By RICHARD KELLY
Steve Hartman is a TV journalist who knows a good story when he hears one. He has a bookcase of hardware to prove it: 23 Emmy awards and three times named reporter of the year in California by Associated Press.
Two years ago he read the New York Times story about Idaho journalist Dave Johnson's unorthodox column Everyone Has a Story.
Hartman went to Lewiston to file his own story about Johnson and to try the system himself, picking random phone numbers.
"I wish it had been my idea," says Hartman, who now does his own segment on CBS News. "David stumbled into something really neat here.
"It's been the most magical thing I have ever been involved with as a journalist."
Hartman has produced 50 four-minute stories in two years. He has an agreement that CBS will not pick and choose, but air everything he files.
CBS likes the series so much that twice as many shows are being considered. But Hartman is not so sure, figuring that there could be more pressure to come up with "characters" in the big leagues. He would not be willing to fudge the system by screening for people with a compelling story - the idea being that everyone has a story.
"There is a general tendency not to put people on TV if they don't look quite right or sound right or are too boring," Hartman says. "Johnson came up with a way to eliminate the filter process and that's what intrigued me."

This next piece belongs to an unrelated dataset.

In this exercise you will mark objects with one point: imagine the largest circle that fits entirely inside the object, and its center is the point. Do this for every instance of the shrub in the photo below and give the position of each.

Johnson gave his blessing to the CBS project and is given credit for the idea on the company's website.
Sometimes Hartman finds that getting invited into people's homes can be an uphill battle.
In Grand Rapids, Michigan, for example, it took him 46 calls before someone agreed, but it usually takes about six attempts. "A lot of the time they just don't believe you," he says. "They think you're going to sell them sliding doors."
His first story took him to Glasscock County, Texas, to meet Pedro Talamantes, a Mexican bulldozer driver. Talamantes talked about learning his prodigious work ethic from his deaf and mute father, Orturo. The two had communicated all their lives through a sign language they devised themselves.
"The man had raised his kid to be hardworking without ever saying a word," says, Hartman. "It was incredible."
Since that story Hartman has interviewed Lavelle Johle, 38, an Apache Indian who adopted a baby who had been left in the back of a pickup truck a few hours after birth. The girl, by now seven, was named Angel because her biological parents had never been found. Johle believed she had been left by angels.
He also met Dianne Ludt, 50, of Tupelo in Mississippi, who visited primary schools in "the world's ugliest dinosaur costume" to teach kids the value of kindness.
The dinosaur is called Raktor (RAK = random acts of kindness).
"Where would I find these stories?" Hartman says. "You can't assign something like this. In some way you're finding a whole new genre of news story.
Hartman can't imagine quitting. As he said at the end of his first show: "One down, 270 million to go."